Comment by gameman144 a day ago

1 reply

I am not sure that the before case maps to the article's premise, and and I think your optimized SIMD version does line up with the recommendations of the article.

For your example loop, the `if` statements are contingent on the data; they can't be pushed up as-is. If your algorithm were something like:

    if (length % 2 == 1) {
      values[i] += 1;
    } else {
      values[i] += 2;
    }

then I think you'd agree that we should hoist that check out above the `for` statement.

In your optimized SIMD version, you've removed the `if` altogether and are doing branchless computations. This seems very much like the platonic ideal of the article, and I'd expect they'd be a big fan!

sparkie a day ago

The point was more that, you shouldn't always try to remove the branch from a loop yourself, because often the compiler will do a better job.

For a contrived example, we could attempt to be clever and remove the branching from the loop in the first example by subtracting two from every value, then add three only for the odds.

    for (int i = 0; i < length ; i++) {
        values[i] -= 2;
        values[i] += (values[i] % 2) * 3;
    }
It achieves the same result (because subtracting two preserves odd/evenness, and nothing gets added for evens), and requires no in-loop branching, but it's likely going to perform no better or worse than what the compiler could've generated from the first example, and it may be more difficult to auto-vectorize because the logic has changed. It may perform better than an unoptimized branch-in-loop version though (depending on the cost of branching on the target).
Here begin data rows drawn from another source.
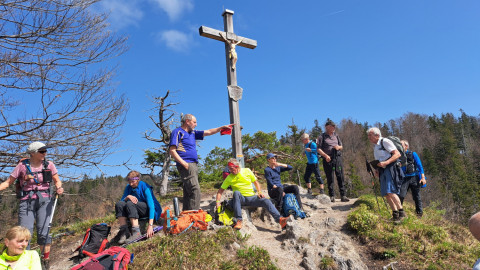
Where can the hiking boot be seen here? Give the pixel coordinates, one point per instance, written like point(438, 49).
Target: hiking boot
point(238, 225)
point(283, 221)
point(45, 264)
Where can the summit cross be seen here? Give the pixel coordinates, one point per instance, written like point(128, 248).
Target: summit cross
point(231, 40)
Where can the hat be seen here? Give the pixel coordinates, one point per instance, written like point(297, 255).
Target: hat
point(330, 123)
point(35, 147)
point(271, 155)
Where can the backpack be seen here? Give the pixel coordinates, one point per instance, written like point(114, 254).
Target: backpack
point(398, 145)
point(114, 258)
point(94, 241)
point(290, 207)
point(410, 166)
point(224, 215)
point(187, 220)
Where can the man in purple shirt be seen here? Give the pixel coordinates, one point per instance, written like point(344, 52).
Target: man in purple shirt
point(183, 149)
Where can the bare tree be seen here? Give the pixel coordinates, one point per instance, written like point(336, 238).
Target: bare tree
point(163, 121)
point(55, 86)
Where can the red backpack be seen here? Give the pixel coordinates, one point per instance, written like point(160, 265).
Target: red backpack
point(114, 258)
point(94, 241)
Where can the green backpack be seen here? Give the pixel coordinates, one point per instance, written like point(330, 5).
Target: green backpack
point(224, 215)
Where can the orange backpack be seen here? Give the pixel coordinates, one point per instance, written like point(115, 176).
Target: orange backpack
point(187, 220)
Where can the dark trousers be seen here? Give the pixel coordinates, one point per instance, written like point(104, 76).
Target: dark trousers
point(312, 168)
point(277, 194)
point(334, 167)
point(412, 183)
point(191, 187)
point(129, 209)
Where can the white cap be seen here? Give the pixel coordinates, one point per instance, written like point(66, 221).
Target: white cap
point(35, 147)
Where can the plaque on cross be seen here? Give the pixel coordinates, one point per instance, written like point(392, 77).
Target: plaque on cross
point(231, 41)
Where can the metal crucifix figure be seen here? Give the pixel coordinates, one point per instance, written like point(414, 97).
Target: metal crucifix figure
point(234, 91)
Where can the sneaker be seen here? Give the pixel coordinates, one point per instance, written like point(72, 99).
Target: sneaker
point(238, 225)
point(133, 237)
point(45, 264)
point(283, 221)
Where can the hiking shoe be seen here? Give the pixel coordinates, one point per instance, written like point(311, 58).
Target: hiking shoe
point(133, 237)
point(45, 264)
point(238, 225)
point(283, 221)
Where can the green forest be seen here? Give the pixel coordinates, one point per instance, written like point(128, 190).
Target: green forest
point(447, 145)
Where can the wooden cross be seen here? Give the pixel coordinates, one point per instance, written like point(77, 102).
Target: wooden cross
point(234, 91)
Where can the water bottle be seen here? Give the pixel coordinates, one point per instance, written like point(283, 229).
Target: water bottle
point(175, 207)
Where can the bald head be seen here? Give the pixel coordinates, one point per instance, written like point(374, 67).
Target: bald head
point(474, 225)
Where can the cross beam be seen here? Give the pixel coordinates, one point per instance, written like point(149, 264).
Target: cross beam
point(231, 40)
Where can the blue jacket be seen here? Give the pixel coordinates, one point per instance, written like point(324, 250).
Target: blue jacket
point(144, 193)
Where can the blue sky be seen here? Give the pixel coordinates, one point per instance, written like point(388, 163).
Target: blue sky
point(370, 61)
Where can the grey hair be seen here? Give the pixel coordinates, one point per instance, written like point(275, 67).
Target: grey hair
point(375, 131)
point(186, 117)
point(235, 162)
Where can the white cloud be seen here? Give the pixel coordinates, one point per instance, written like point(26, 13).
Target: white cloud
point(175, 40)
point(122, 13)
point(174, 8)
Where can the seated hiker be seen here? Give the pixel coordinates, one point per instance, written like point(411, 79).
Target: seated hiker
point(241, 180)
point(14, 255)
point(276, 190)
point(137, 202)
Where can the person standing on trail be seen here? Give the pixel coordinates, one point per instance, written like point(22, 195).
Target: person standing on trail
point(241, 179)
point(414, 178)
point(35, 176)
point(329, 147)
point(276, 190)
point(312, 163)
point(138, 201)
point(183, 149)
point(390, 174)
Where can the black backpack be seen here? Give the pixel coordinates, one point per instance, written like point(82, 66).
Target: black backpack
point(94, 241)
point(399, 146)
point(410, 167)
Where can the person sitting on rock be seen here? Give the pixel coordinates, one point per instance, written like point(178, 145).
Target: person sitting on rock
point(276, 190)
point(241, 179)
point(137, 202)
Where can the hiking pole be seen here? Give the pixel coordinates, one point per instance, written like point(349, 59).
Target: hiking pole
point(50, 223)
point(369, 169)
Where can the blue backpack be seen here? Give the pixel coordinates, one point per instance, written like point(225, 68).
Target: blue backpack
point(290, 207)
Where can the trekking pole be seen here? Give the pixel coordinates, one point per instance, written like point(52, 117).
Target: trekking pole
point(369, 169)
point(50, 223)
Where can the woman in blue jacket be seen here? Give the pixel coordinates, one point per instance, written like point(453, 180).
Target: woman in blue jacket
point(137, 202)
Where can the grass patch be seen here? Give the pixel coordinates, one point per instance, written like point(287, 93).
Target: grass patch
point(427, 243)
point(199, 250)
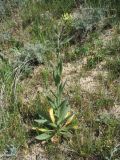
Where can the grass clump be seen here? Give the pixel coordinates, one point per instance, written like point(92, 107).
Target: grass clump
point(113, 67)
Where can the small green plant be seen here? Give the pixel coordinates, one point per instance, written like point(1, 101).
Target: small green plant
point(113, 67)
point(60, 120)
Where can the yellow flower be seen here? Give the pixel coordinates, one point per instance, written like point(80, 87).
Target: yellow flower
point(52, 115)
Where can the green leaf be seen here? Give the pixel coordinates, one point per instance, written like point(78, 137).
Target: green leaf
point(43, 136)
point(42, 121)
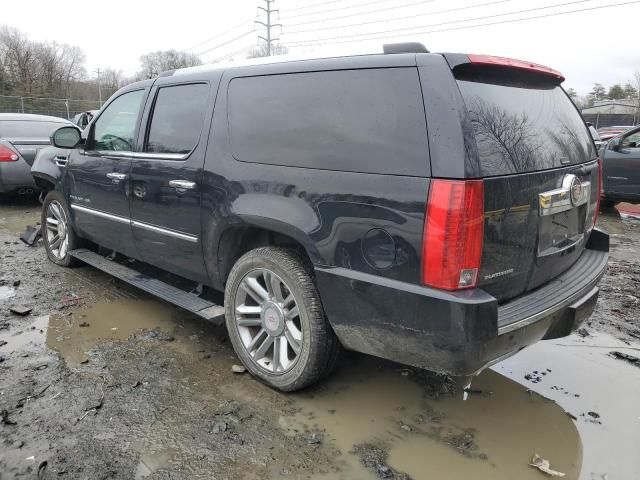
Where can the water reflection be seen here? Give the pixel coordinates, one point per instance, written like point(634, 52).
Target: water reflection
point(492, 435)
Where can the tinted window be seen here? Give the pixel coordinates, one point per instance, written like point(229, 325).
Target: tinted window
point(355, 120)
point(177, 119)
point(523, 128)
point(115, 128)
point(28, 129)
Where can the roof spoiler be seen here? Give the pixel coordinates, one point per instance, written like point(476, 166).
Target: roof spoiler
point(459, 61)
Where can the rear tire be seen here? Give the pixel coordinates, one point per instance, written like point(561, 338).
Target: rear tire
point(607, 205)
point(57, 232)
point(272, 305)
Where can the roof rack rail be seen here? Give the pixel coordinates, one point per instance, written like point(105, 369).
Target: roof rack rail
point(407, 47)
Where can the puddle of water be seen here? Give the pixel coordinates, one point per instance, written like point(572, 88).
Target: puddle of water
point(509, 426)
point(6, 292)
point(72, 336)
point(585, 378)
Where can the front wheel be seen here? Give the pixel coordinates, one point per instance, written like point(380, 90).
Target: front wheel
point(57, 234)
point(275, 319)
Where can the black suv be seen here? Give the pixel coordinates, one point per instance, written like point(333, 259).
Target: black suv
point(433, 209)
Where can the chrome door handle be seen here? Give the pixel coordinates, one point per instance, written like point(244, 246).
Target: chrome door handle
point(61, 160)
point(116, 177)
point(182, 184)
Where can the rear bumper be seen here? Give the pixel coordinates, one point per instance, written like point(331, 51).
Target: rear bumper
point(458, 333)
point(15, 175)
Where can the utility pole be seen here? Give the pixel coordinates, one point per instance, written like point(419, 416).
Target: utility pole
point(268, 25)
point(99, 88)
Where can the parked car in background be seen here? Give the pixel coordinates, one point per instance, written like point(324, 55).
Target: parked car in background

In regards to moving branches out of the loop that don't need to be there (like your check on the length) - the compiler will be able to do this almost all of the time for you - this kind of thing is standard optimization techniques that most compilers implement. If you are interpreting, the following OPs advice is certainly worth doing, but you should probably not worry if you're using a mature compiler, and instead aim to maximize clarity of code for people reading it, rather than trying to be clever like this.